Com a renúncia ao cargo de premiê, Liz Truss se tornou a terceira primeira-ministra consecutiva a deixar Downing Street antes do final do mandato. Nomeada para a posição no dia 6 de setembro, ela só ficou 45 dias à frente do governo britânico e, em menos de uma semana, teve dois reveses. Truss demitiu o ministro das Finanças, Kwasi Kwarteng, em meio a uma tempestade econômica e política, e, na quarta-feira, 19, recebeu o pedido de demissão de Suella Braverman, ministra do Interior, que renunciou ao cargo alegando ter usado sua conta de e-mail pessoal para enviar um documento oficial para um colega, um “erro” e uma “infração técnica”, pelos quais ela disse aceitar sua responsabilidade. Essas baixas aumentaram ainda mais a desconfiança em Truss, que não era bem vista entre os britânicos. Um levantamento feito pela YouGov mostrava que, entre os membros do partido, 55% estimam que ela deveria renunciar, enquanto 38% queriam que ela permanecesse. Para Igor Lucena, doutor em Relações Internacionais, “o que estamos assistindo são três governos específicos que não conseguiram entregar as promessas de uma economia melhor, mais robusta e internacionalizada”.
Na avaliação do docente, as crises que têm afetado a estabilidade do país estão associadas ao Brexit, à pandemia de Covid-19, e, por fim, à guerra da Ucrânia. “O dano econômico torna muito difícil ações de comércio exterior e melhora na empregabilidade, impactando na inflação e emprego”, explica Lucena. A taxa de inflação no Reino Unido alcançou 10,1% em ritmo anual em julho – o maior patamar em 40 anos, segundo dados do Escritório Nacional de Estatística (ONS). O último grande registro ocorreu em fevereiro de 1982. O índice ficou acima das previsões de economistas consultados em uma pesquisa da Reuters, que esperavam que a inflação chegasse a 9,8% em julho. Os planos de Truss para combater esse cenário apresentava risco desde o começo. Inclusive, seu rival, o ex-ministro das Finanças Rishi Sunak, havia alertado que os cortes de impostos não financiados piorariam a situação da inflação, em seu nível mais alto em décadas.

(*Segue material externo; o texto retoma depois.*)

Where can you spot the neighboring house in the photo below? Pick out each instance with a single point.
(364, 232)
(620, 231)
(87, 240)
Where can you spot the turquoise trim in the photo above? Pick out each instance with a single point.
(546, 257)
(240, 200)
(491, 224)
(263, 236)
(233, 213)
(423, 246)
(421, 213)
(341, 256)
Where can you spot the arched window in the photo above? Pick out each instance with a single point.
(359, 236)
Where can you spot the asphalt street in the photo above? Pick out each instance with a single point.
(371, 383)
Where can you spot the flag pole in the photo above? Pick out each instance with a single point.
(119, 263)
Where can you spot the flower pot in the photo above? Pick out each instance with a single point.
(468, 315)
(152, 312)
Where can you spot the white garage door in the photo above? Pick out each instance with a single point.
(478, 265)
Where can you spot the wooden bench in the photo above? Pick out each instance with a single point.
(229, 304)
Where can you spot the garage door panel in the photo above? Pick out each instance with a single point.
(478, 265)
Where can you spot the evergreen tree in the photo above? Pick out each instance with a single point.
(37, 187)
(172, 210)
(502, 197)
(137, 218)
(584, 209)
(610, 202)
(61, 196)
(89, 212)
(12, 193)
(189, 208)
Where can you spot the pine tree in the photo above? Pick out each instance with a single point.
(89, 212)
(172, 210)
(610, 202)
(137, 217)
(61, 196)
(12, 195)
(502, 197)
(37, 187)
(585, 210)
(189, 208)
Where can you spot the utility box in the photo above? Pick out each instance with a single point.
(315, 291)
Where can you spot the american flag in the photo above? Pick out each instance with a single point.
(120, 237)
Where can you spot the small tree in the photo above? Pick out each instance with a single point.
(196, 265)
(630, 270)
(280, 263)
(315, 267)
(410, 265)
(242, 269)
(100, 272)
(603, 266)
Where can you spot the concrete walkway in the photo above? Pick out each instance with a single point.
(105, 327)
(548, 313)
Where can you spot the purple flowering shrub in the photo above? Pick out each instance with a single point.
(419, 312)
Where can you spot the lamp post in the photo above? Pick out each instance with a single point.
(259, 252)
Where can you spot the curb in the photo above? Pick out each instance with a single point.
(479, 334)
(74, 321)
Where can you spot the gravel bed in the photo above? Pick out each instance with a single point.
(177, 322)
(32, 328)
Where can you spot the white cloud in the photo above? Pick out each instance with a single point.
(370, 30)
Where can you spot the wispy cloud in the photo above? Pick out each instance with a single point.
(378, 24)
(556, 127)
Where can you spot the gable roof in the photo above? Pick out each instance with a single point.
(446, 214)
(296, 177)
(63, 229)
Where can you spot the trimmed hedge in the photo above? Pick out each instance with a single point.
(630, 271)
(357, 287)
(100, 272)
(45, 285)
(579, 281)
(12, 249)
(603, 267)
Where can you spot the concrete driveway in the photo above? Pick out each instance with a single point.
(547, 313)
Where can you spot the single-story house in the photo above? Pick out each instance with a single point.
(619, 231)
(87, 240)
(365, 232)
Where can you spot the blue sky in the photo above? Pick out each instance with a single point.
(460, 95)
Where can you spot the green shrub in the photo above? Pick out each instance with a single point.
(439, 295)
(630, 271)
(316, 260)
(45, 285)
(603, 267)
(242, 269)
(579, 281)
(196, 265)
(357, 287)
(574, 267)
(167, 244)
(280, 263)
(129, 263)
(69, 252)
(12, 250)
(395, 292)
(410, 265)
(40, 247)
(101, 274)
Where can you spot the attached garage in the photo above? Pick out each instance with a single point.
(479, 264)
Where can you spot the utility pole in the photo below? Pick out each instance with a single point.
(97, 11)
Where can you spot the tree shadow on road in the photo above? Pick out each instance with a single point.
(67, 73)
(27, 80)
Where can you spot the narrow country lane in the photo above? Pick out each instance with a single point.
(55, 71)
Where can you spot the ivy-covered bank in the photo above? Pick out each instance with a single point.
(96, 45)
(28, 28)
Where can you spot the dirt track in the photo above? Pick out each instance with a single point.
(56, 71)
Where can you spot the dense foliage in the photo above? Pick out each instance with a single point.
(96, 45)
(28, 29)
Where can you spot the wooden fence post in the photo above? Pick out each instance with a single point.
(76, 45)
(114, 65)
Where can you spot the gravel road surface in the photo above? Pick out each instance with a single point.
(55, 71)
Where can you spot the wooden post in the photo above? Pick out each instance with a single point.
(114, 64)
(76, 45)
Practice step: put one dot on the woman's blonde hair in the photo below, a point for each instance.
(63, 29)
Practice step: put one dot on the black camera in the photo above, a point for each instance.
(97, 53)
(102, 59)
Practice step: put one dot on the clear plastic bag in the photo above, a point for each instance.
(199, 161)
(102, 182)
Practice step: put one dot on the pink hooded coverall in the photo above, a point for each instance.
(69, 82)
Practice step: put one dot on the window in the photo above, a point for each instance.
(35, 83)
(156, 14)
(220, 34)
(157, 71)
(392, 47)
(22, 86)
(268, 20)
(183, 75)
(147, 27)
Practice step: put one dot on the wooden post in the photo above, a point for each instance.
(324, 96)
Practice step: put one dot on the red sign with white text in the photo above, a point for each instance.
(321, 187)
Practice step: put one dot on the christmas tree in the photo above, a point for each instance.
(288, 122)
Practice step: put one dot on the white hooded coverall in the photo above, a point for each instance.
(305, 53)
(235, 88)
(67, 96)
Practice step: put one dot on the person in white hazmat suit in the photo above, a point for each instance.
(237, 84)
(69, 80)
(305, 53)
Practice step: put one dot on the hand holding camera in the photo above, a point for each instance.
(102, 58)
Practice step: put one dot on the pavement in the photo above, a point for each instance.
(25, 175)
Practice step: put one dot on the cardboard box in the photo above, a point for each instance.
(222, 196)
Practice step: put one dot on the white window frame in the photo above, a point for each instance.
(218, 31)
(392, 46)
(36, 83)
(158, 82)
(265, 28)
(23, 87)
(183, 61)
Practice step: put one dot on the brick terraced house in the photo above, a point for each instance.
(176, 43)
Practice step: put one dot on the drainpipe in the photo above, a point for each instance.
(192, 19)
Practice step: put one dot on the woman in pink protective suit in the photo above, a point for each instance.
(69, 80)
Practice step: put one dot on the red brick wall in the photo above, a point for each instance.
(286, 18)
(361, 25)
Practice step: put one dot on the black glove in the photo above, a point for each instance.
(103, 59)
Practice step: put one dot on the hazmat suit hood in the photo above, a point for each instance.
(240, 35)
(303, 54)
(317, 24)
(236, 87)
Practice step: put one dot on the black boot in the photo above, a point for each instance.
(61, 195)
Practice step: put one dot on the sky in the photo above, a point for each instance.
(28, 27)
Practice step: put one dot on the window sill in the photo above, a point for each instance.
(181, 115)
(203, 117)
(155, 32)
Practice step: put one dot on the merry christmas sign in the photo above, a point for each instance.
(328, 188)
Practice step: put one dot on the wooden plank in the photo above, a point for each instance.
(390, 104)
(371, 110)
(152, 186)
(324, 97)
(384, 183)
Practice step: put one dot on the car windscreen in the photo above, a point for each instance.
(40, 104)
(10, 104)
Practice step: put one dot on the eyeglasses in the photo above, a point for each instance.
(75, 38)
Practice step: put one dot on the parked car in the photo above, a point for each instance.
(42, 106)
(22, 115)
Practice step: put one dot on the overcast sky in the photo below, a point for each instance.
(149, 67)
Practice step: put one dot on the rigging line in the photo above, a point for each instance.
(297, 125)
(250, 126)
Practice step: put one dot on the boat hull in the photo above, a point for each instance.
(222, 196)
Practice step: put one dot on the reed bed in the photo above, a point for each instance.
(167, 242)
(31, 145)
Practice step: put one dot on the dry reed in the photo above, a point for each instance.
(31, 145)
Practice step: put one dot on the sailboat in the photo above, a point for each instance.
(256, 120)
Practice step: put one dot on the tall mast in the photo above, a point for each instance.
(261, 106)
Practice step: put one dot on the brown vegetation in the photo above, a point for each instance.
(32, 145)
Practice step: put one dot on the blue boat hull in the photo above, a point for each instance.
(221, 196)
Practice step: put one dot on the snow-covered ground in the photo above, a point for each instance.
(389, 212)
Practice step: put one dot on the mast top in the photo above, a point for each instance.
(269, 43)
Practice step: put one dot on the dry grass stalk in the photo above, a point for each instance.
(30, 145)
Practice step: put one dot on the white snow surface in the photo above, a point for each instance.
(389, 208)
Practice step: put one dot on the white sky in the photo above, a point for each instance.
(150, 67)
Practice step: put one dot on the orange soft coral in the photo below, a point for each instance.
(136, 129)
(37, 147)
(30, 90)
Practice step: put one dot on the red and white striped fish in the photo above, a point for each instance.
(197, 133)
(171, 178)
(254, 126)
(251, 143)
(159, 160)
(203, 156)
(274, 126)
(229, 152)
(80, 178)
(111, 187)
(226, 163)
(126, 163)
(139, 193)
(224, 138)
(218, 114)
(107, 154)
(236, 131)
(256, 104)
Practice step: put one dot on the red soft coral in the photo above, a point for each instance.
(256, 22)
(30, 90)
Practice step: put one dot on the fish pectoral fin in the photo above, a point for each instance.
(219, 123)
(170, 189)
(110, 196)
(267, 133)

“A queda de Truss se deu basicamente porque seu plano econômico era um desastre do ponto de vista fiscal”, avalia Lucena. “No momento de alta inflação ela queria cortar imposto, e quando você faz isso com a inflação alta, o efeito é que as pessoas têm menos rendas disponível”, segue. Para o especialista em Relações Internacionais, isso faz com que “o crescimento não aconteça, o que aumenta o descontrole fiscal aumentado e, na prática, gera mais desemprego e não crescimento”. A dois anos das próximas eleições parlamentares – marcada para 2025 –, a oposição trabalhista se sobressai frente aos conservadores nas pesquisas. Lucena diz que, se as eleições fossem hoje, a oposição venceria, porque o partido conservador está desacreditado. Após a renúncia de Truss, o líder da oposição, Keir Starmer, exigiu eleições imediatas no Reino Unido. “Os conservadores não podem responder à sua última confusão simplesmente estalando os dedos e mudando os que estão no topo sem o consentimento do povo britânico. Precisamos de eleições gerais agora”, declarou em um comunicado. Porém, não é isso que vai acontecer. Segundo o Presidente do Comitê de 1922, Graham Brady, o novo primeiro-ministro vai ser designado até 28 de outubro, mas ainda não está claro sobre como vai ser realizada a eleição.
Alguns possíveis candidatos para a posição já começaram a aparecer, mas ainda não há um favorito. Contudo, Lucena aposta que Sunak, que perdeu a eleição da Truss em setembro, e Jeremy Hunt, atual ministro das Finanças, sejam as opções mais certeiras para assumir o governo britânico. Independente de quem for escolhido, o especialista adianta que o Brexit foi fundamental para os problemas do Reino Unido e que os efeitos ainda serão sentidos. “O próximo premiê terá que encarar um cenário de recessão em 2023, mas muito mais que isso: terá que fazer uma política austera, com aumento de impostos ou diminuição de gastos públicos, porque o objetivo principal agora tem que ser reformas da máquina pública inglesa e, principalmente, combate a inflação”. Ele adianta que o Reino Unido não vai voltar a crescer se não tiver “combate a inflação e a realização de acordos internacionais que tornem a economia dinâmica, o que foi prometido com a saída do Brexit e não foi entregue”.